Но завершил Человек-птица свой танец, смолкла песня его, опустились руки-крылья к земле и двенадцать мужчин бросились вниз по склону горы к бесновавшейся вдалеке Моане. Устремились жрецы и матае вслед своим воинам, прихлынули они к краю обрыва, как за первой волной прибоя вторая, дабы лучше видеть происходящее, и узрели, что Тутанакеи бежал самым первым, уже успев оторваться от остальных.

Он бежал, вызывая в душах людей восхищение. Казалось, ничто не могло ему помешать – столь легки были движения его, молниеносные движения зверя, но не человека. Обрывист и крут был его путь, коварен был и опасен. За огромными, белыми, как кость, валунами открывались отвесные пропасти и земля ускользала из-под его быстрых ног, норовя низринуть незваного гостя в бездну, но Тутанакеи бежал, не замечая преград, словно склон под ним был ровной долиной. Все тренировки, все долгие годы служения одной-единственной цели, вся его необоримая воля к победе заострилась копьем и копье это, пущенное меткою, сильной рукой предназначения, летело сквозь пространство и время в самое сердце свершения, в сердце мечты.

Первым он бросился в Море, и Море вскипело, объяв его тело водой, взметнулось клочьями пены, навалилось рокочущим валом, желая отбросить обратно на скалы, переломать герою все кости, ободрать с него кожу и мясо. Но твердо встретил Тутанакеи удар, и усмирилась стихия, признав его силу, и стала покорной и ласковой. Быстро поплыл юноша по волнам к видневшемуся вдали островку, к одному из тех безжизненных черных утесов, что оставил Пукетарата в воде, покидая изменницу Кару.

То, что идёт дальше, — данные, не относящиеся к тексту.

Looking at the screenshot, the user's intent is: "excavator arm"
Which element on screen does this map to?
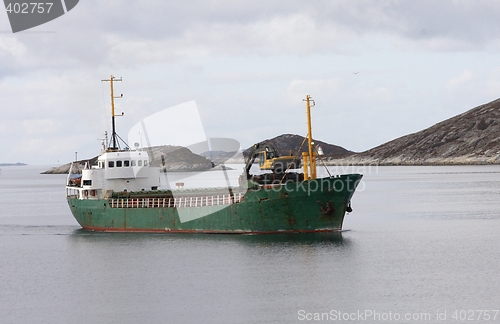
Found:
[244,141,300,179]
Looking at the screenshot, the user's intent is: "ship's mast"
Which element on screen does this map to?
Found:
[101,75,123,151]
[302,95,316,179]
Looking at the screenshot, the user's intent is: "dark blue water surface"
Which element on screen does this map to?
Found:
[0,166,500,323]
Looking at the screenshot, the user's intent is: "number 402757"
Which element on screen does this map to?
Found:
[5,2,54,14]
[451,309,499,321]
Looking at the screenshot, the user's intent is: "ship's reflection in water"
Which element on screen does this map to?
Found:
[68,230,358,323]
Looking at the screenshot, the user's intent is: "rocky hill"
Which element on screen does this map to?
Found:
[336,99,500,165]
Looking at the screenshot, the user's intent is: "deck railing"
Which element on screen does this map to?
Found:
[108,193,243,208]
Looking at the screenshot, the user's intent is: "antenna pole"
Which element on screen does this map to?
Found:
[101,75,123,150]
[304,95,316,179]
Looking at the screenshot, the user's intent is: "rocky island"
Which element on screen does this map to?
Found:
[44,99,500,174]
[329,99,500,165]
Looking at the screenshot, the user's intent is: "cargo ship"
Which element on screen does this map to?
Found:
[66,76,362,234]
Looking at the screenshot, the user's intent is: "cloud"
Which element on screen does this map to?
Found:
[445,70,474,91]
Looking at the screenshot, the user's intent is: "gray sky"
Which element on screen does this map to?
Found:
[0,0,500,166]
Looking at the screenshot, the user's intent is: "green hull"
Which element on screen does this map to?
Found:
[67,174,362,233]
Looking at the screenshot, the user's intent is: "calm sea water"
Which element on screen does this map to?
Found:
[0,166,500,323]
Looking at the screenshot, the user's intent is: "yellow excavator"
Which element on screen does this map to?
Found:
[244,141,300,184]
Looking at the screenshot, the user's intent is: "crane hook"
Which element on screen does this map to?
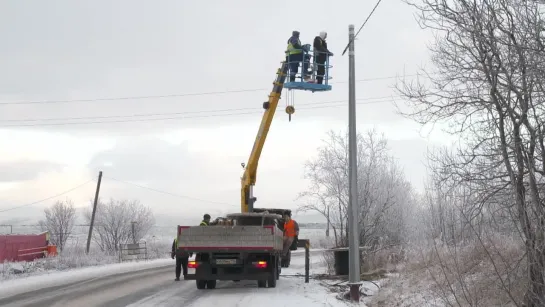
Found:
[286,106,295,122]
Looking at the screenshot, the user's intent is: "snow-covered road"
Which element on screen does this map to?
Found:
[0,251,347,307]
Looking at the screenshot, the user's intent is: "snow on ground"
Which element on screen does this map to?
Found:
[0,259,174,298]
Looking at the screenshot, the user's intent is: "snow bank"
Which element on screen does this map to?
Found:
[0,259,174,299]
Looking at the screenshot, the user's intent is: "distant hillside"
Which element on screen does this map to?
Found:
[298,223,327,229]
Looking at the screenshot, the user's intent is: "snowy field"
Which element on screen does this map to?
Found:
[0,227,333,280]
[0,250,348,307]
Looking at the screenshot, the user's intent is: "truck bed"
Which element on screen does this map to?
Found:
[178,225,283,253]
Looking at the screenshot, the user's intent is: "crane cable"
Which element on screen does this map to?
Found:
[286,89,295,122]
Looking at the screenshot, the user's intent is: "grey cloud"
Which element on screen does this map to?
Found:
[0,160,63,182]
[0,0,420,134]
[89,137,230,187]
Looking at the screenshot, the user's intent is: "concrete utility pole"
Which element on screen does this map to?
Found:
[85,171,102,254]
[131,222,137,244]
[348,25,361,301]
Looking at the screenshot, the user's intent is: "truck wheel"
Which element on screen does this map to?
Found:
[267,265,278,288]
[195,280,206,289]
[206,280,216,289]
[274,258,282,280]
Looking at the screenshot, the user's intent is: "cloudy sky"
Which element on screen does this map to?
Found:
[0,0,450,230]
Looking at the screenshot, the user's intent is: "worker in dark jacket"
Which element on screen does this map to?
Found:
[199,213,211,226]
[313,31,333,84]
[170,237,192,281]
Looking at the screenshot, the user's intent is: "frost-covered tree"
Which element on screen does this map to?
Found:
[85,199,155,252]
[299,130,413,247]
[38,199,76,251]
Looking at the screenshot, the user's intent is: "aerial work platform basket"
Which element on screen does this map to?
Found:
[284,44,333,92]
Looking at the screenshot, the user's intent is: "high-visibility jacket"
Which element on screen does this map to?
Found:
[284,220,297,238]
[286,39,303,55]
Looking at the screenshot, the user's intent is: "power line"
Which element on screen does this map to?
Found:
[0,96,399,123]
[103,176,233,206]
[342,0,382,55]
[0,74,419,106]
[0,99,398,128]
[0,180,93,212]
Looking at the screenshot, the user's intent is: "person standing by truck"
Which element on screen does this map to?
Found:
[199,213,211,226]
[282,214,299,257]
[170,237,191,281]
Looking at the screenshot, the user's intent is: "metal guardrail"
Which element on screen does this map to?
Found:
[297,239,310,284]
[119,242,148,262]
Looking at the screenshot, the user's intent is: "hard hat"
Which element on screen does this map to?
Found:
[320,31,327,39]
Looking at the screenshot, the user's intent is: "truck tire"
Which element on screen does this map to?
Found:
[195,279,206,289]
[276,257,282,280]
[206,280,216,289]
[267,265,278,288]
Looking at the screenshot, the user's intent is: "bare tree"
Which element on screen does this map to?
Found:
[38,199,76,251]
[398,0,545,307]
[299,131,412,251]
[85,199,155,252]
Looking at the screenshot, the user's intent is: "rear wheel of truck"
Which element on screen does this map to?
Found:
[280,251,291,268]
[267,265,278,288]
[195,279,206,289]
[275,257,282,280]
[206,280,216,289]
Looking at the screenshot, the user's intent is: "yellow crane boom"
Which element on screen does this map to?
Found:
[240,62,293,212]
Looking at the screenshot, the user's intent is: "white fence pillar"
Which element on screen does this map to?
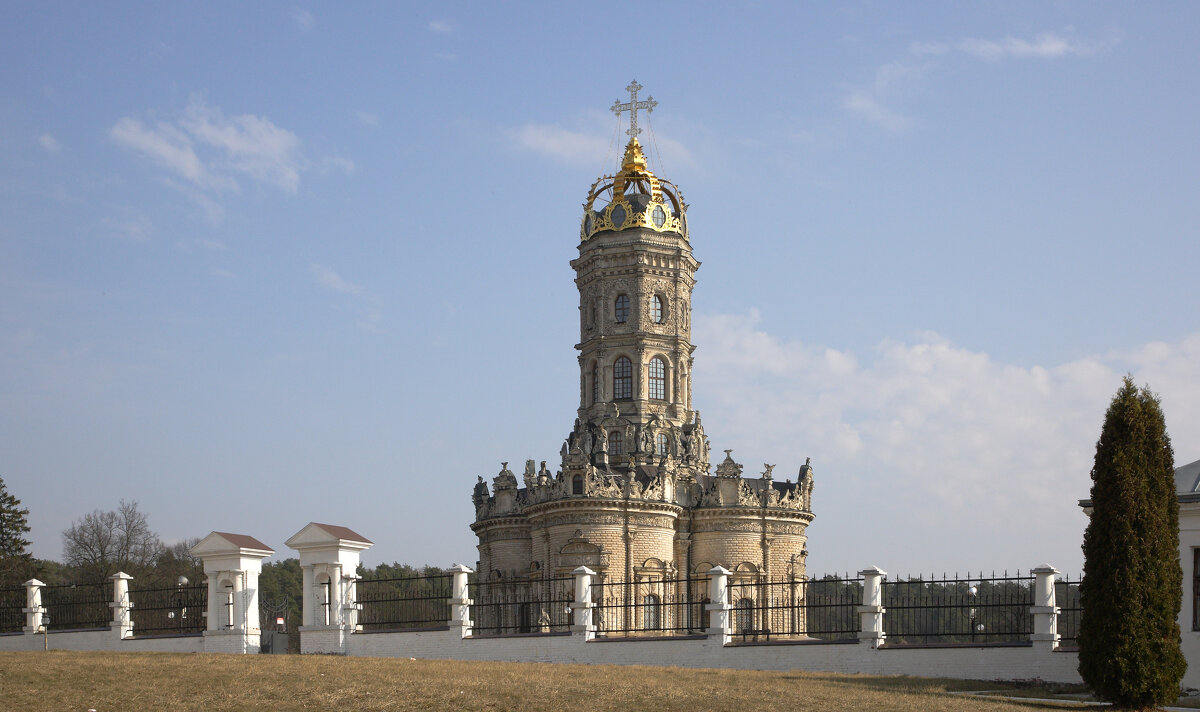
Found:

Стаи крачек и олушей, прилетевших на Оялаву откладывать яйца, гнездились на острове. Они неустанно кричали, сгрудившись плотной толпой на маленьком клочке суши. Самки желали уединиться, чтобы в тишине и покое свершить торжественный акт продолжения жизни, но им было тесно на каменистом утесе и они сердито толкались, клевали друг друга, а самцы пререкались с соперниками, желая отвоевать для своих жен пространство. Те же из птиц, что не были заняты склокой, охотились на морских рыб. Неспешно паря над водой, они выглядывали их зорким взглядом сквозь зеленоватую толщу Моаны и затем, приметив беспечную жертву, бросались за ней камнем вниз, сложив крылья и вытянув голову. Почти всегда молниеносный бросок венчался успехом, и на остров самцы возвращались с добычей – с судорожно бьющейся рыбиной, преподнося ее в дар своей женщине, должной вот-вот принести им потомство.

Чувствуя новую, неизвестную прежде опасность, исходившую от гладкокожих зверей, приближавшихся к ним по воде, птицы становились все беспокойней и крикливей. Они парили над Тутанакеи и одиннадцатью плывшими за ним мужчинами, надеясь отпугнуть людей от своих гнезд. Но где было птицам им помешать?

Другие, более грозные испытания, стояли на пути соревнующихся. Течение и усталость были их недругами, а темная глубина океана – разверзшейся бездонной могилой, готовой поглотить всякого, кто обессилеет в борьбе. Водились здесь и акулы. Где-то там, в таинственной глубине Моря, рыскали они, словно охотники за головами, готовые атаковать в любую секунду, внезапно и скрытно. Каждый мог стать их жертвой, и страх перед этой опасностью был даже страшней самой смерти. Омерзительным холодом вползал он в сердца воинов. Он скользил по их спинам, впивался в руки и ноги острыми иглами, как будто акулы уже сомкнули на них свои челюсти. И многие видели в этот миг над водой черные миражи острых гребней, разрезающих Море подобно ножу.